OpenAI has introduced GPT-Rosalind, a new AI model designed for life sciences research, with a focus on biology, drug discovery, and translational medicine. The company says the system is intended to help researchers work through scientific literature, data, tools, and experimental workflows more efficiently.

The model arrives at a time when drug development remains a lengthy process. OpenAI said it can take roughly 10 to 15 years for a new medicine to move from target discovery to regulatory approval in the United States. The company argues that improvements made early in discovery can shape later results, including target selection, hypothesis quality, and experiment design. It says GPT-Rosalind is aimed at helping scientists move faster through those early stages.

Built for scientific workflows

OpenAI described GPT-Rosalind as a frontier reasoning model tuned for scientific tasks. The company said it is optimized for work across chemistry, protein engineering, and genomics, and that it performs particularly well in multi-step workflows that involve literature review, sequence interpretation, experimental planning, and data analysis.

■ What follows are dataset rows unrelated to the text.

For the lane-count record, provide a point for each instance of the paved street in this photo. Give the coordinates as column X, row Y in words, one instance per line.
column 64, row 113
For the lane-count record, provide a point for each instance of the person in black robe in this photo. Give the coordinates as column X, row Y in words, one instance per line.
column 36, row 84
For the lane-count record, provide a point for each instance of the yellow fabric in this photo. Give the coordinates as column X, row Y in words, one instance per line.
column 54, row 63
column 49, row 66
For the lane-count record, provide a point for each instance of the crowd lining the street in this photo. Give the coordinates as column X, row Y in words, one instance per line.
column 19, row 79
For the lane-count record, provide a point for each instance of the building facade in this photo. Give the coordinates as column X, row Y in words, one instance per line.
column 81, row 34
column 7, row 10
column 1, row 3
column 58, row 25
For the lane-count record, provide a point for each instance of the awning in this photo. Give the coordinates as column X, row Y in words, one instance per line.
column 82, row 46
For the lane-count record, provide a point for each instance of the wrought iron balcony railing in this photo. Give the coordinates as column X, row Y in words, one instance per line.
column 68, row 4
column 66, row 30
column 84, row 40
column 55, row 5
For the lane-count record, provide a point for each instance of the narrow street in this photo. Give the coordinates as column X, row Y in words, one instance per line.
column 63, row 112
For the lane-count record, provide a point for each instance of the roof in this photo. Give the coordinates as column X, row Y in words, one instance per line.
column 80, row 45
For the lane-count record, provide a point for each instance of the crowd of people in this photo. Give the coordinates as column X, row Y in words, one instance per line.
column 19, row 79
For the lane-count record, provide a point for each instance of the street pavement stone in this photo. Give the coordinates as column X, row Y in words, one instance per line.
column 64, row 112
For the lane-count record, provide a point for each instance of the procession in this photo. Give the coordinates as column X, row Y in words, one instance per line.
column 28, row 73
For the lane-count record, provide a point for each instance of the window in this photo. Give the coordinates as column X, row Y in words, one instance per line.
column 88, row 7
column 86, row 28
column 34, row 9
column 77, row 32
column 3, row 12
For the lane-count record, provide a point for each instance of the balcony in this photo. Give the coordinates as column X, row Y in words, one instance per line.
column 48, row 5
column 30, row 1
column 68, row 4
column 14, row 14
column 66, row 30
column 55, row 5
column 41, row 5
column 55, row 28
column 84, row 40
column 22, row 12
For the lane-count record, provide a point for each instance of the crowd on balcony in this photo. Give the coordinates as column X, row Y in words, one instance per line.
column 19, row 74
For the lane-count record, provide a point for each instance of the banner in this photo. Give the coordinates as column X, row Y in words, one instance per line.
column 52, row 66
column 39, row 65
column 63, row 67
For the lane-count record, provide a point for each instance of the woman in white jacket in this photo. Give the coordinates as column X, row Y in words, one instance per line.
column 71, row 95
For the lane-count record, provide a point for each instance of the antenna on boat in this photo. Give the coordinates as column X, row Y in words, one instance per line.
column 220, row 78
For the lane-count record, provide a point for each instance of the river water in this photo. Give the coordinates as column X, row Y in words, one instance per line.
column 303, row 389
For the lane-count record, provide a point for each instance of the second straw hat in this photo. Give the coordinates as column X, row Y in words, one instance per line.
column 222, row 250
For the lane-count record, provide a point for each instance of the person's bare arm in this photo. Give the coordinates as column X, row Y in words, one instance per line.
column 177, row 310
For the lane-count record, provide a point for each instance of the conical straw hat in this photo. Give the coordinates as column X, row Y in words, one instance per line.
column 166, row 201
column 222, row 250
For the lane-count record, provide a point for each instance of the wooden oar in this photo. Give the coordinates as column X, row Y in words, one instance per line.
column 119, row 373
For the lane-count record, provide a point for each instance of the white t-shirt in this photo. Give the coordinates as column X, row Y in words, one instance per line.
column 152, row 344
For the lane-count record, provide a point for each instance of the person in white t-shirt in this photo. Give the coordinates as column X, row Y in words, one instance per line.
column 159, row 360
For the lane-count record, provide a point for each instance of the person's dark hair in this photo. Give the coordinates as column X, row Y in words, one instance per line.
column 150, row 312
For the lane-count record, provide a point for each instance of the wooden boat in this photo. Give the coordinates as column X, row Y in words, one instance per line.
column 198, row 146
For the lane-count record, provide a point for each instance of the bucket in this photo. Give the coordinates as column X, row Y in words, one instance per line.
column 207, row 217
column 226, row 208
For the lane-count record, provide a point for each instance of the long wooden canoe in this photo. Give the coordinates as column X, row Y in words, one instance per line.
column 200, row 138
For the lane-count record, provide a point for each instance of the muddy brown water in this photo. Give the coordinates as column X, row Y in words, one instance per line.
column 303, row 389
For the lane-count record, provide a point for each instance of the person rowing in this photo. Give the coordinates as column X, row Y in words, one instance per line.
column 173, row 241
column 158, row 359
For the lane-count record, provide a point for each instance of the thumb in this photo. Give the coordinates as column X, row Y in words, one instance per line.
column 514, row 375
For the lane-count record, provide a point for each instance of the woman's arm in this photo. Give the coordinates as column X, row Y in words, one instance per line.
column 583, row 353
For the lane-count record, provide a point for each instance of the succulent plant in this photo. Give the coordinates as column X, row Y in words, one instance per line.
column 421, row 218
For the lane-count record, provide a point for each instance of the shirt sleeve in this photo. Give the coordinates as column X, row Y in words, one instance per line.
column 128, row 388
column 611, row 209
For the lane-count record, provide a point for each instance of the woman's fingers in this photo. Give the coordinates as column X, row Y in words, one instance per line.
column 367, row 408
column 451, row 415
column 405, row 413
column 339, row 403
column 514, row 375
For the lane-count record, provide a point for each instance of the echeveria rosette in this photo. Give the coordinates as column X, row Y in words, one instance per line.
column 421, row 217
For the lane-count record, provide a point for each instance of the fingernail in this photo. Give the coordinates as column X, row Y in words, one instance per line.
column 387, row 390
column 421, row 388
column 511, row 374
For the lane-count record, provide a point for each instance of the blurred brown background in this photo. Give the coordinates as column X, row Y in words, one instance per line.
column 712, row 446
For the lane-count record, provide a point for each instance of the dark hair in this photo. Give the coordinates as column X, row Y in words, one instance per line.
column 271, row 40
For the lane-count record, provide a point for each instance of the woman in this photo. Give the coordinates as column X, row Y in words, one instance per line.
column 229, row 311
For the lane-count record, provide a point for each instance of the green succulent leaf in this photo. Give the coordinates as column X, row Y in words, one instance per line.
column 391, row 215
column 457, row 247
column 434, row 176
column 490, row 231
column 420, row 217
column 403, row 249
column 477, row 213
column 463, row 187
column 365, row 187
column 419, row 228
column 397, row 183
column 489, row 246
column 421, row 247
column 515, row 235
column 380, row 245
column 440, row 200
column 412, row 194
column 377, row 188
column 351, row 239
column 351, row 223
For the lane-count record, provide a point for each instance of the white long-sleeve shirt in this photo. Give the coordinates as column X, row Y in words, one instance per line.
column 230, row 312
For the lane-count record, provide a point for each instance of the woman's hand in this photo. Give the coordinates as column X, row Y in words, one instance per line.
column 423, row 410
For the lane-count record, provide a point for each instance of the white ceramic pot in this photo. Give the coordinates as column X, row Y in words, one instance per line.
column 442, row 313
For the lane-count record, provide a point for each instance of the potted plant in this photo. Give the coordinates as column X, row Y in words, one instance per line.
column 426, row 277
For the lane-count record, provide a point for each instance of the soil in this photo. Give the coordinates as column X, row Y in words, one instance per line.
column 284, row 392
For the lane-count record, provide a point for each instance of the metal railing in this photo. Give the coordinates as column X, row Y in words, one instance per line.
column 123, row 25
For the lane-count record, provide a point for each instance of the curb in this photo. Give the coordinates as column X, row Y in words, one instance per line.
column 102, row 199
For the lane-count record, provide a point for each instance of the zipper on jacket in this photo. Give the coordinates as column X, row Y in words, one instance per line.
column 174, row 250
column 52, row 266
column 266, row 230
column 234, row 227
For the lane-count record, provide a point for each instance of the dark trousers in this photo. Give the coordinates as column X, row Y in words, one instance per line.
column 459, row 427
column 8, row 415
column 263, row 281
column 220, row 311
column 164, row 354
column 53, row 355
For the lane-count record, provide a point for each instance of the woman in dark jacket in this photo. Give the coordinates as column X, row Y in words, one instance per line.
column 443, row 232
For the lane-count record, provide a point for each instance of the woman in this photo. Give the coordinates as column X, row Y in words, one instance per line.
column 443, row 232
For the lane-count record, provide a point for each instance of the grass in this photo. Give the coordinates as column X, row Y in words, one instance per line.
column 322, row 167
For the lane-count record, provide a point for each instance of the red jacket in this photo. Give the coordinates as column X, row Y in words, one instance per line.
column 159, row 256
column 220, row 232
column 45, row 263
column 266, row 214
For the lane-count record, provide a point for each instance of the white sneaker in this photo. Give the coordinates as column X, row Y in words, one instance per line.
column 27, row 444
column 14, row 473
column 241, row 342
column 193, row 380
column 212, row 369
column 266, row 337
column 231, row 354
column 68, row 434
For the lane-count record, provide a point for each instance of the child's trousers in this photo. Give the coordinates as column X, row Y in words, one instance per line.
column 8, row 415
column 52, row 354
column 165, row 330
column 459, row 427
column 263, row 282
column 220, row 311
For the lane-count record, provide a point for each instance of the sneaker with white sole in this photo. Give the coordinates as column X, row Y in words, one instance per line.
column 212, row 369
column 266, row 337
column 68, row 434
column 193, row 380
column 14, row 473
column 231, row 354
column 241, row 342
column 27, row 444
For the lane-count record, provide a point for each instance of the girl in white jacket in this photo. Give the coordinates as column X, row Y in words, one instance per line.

According to OpenAI, the model is the first release in a broader life sciences model series. The company said future versions will continue to improve biochemical reasoning and support long-horizon research tasks that depend heavily on external tools and databases.

GPT-Rosalind is available as a research preview in ChatGPT, Codex, and the API for qualified customers through OpenAI’s trusted access program. The company is starting with U.S. enterprise users under a controlled deployment model that includes eligibility checks, access management, and governance requirements.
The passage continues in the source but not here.